One size no longer fits all when it comes to pensions and benefits
Now, it is increasingly unlikely for a retiree to be working full time one day, and not the next. As a result our attitudes towards pension saving must catch up to the reality of retirement.
The recent changes to the pension system mean that workers can define their own outcome – but just because the compulsory annuity has been scrapped, does not mean it is going to be any easier to achieve financial security in retirement.
“I expect that annuity rates will still be used a barometer of pension success,” said Lydia Fearn, investment consultant at Barclays Corporate & Employer Solutions.
“That calculation can clearly show the size of pension pot required to deliver a comfortable annual income in retirement, and it is not small.”
The changes have if anything increased the need for increased education, awareness and engagement on pensions.
According to figures from life assurance company LV the average annual income drops by two thirds upon leaving the workplace, and a third of women approaching retirement expect to have to work longer than previously anticipated, compared to a quarter of men.
Despite these extended working years, the average worker retires with an annual income a fifth less than the minimum wage.
Fearn’s colleague Paul Wilson said that while most homeowners could accurately estimate the size of their mortgage, very few workers could judge the size of their pension.
This lack of knowledge is leaving those at retirement with a stark reality.
It is not just workers who require education to help them adjust to the changing face of retirement. Fearn says that one of the biggest challenges she faces is explain to clients that pensions are an ongoing concern – companies not just provide a tidal wave of information when their employees join a pension scheme.
“The biggest concerns are around the default pension scheme’s strategy and member engagement,” she said.

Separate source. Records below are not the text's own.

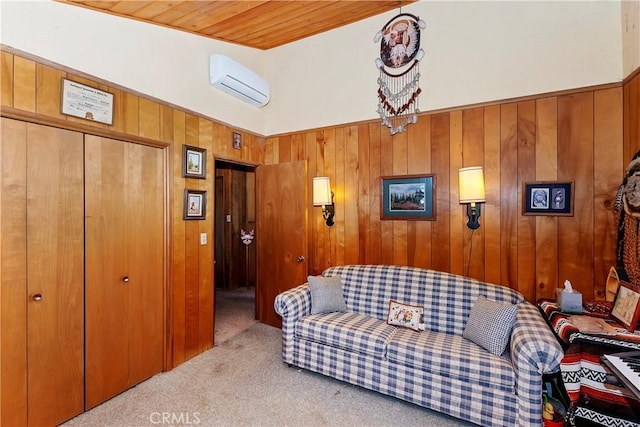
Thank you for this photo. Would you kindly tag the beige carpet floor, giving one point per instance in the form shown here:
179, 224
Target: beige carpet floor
235, 311
243, 382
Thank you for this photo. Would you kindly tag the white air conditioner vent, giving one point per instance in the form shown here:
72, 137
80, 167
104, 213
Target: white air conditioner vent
237, 80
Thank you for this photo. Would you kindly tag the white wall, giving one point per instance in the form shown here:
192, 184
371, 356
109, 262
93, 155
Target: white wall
630, 36
170, 65
476, 51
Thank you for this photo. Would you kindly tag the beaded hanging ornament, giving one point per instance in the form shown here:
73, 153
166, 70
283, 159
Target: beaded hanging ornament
399, 89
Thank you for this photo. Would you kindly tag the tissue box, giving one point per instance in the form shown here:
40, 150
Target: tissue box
569, 302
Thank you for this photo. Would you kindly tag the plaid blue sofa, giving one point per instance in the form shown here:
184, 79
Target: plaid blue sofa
436, 368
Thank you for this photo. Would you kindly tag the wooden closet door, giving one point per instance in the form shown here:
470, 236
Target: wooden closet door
124, 186
42, 263
55, 274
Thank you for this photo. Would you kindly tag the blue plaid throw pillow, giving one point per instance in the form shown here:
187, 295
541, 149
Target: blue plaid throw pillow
490, 324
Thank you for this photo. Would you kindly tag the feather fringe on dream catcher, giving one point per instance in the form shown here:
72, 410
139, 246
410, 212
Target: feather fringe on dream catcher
399, 50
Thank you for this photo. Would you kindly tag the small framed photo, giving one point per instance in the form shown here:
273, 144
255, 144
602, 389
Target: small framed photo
237, 141
409, 197
547, 198
626, 306
194, 162
195, 204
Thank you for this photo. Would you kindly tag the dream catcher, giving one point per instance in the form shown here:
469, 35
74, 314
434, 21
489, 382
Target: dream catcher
399, 79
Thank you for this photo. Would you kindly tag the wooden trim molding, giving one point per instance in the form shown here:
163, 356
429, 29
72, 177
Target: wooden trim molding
14, 113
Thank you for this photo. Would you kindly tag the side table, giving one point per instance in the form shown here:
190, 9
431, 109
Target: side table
596, 397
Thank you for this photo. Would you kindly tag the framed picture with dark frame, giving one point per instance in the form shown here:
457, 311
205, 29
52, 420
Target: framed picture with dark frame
195, 204
626, 306
408, 197
547, 198
237, 141
194, 162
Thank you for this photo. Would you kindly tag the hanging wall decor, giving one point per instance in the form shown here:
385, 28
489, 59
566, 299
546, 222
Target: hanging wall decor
399, 81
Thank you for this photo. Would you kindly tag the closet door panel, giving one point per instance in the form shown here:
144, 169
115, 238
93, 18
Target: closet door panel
13, 281
55, 272
146, 296
107, 352
125, 265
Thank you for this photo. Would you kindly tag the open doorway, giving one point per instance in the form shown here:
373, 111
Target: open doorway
235, 260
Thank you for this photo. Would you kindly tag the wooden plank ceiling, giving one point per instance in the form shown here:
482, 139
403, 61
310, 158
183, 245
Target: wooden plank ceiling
259, 24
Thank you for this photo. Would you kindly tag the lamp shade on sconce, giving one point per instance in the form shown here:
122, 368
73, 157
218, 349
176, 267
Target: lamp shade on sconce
471, 184
321, 191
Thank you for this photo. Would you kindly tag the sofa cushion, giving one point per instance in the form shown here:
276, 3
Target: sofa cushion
490, 324
451, 356
326, 294
348, 331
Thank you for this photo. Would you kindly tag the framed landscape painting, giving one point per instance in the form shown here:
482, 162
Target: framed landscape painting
408, 197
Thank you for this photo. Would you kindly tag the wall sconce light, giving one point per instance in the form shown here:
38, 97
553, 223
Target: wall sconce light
323, 196
471, 190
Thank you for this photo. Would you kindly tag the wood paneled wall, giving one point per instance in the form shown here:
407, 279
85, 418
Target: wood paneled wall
31, 88
585, 136
576, 136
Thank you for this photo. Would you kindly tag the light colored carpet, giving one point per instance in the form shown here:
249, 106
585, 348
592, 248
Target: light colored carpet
243, 382
235, 312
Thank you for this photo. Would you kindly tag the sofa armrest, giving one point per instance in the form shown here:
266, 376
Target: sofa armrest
534, 351
291, 305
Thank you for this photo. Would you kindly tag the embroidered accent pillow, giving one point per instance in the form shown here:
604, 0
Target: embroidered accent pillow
490, 324
326, 294
407, 316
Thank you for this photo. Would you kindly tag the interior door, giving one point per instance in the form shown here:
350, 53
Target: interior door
124, 265
281, 234
42, 283
55, 274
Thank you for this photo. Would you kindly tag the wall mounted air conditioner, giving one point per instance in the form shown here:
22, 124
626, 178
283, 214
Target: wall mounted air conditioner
237, 80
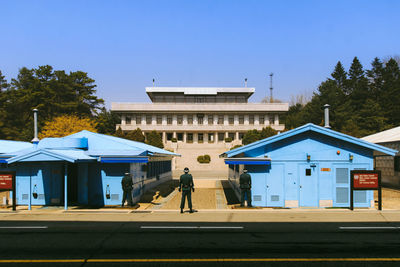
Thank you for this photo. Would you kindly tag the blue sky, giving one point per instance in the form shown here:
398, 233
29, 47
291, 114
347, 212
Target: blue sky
123, 45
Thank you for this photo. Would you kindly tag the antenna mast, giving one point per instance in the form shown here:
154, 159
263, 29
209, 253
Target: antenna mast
271, 88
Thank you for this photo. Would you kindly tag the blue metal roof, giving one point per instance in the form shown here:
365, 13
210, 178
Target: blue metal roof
105, 143
70, 155
305, 128
7, 146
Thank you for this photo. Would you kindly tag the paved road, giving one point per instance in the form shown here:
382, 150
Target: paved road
237, 244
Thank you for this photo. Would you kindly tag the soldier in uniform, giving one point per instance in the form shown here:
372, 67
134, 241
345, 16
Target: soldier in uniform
186, 186
127, 189
245, 188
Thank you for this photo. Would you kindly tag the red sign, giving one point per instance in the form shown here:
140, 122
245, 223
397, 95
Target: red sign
365, 180
6, 181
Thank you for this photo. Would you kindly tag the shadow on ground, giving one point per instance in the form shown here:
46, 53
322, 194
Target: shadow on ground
161, 190
231, 198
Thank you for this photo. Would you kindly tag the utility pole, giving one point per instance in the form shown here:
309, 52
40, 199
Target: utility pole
271, 88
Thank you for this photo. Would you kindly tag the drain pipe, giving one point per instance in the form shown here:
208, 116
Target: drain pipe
35, 139
326, 106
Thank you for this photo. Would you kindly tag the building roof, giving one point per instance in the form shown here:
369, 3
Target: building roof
391, 135
305, 128
86, 146
247, 91
7, 146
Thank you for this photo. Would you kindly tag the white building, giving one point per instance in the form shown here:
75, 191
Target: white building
199, 120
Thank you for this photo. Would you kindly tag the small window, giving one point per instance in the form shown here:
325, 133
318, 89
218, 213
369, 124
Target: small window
179, 119
397, 163
251, 119
190, 119
210, 119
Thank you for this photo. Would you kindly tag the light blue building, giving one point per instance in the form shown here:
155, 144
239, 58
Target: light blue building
85, 168
305, 167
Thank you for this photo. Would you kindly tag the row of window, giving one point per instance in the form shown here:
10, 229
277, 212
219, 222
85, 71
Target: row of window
211, 119
201, 137
200, 99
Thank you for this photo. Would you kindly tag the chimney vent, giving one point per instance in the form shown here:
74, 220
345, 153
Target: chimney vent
326, 106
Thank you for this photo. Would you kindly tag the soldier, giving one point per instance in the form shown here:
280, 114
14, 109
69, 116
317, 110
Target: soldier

“Our research shows us that members are expecting their employers to be the ‘guiding light’ on pensions. They are looking to employers to lead and guide them on pensions. They learn about auto-enrolment from the employer and expect them to keep them informed about pensions going forward. However, HR departments are not terribly well-equipped to deal with this currently. They don’t have the structure to support workers.”
There are also challenges concerning legacy schemes, pensions that pre-exist auto-enrolment and are running different strategies, at a different cost, for half a company’s employees.
“One size no longer fits all when it comes to pensions and benefits in the workplace,” says Paul Wilson of Barclays Corporate & Employer Solutions.
“A baby boomer may own their own home, maximised their ISA, benefited from the stock market and property booms of the Nineties and even inherited money. They could be working alongside a member of generation Y who is saddled with debt from university, lives in rented accommodation and has no cash savings – let alone investments. We need to tailor the employee offering, and education, to each age.”
Wilson argues that in order to encourage employee engagement – and loyalty – companies should be looking at what they can do for their workers, not just in the form of pensions but with benefits, workplace ISAs and save as you earn schemes.
These schemes could help improve workers financial well-being, which will in turn should ensure they are able to enter retirement in rude monetary health.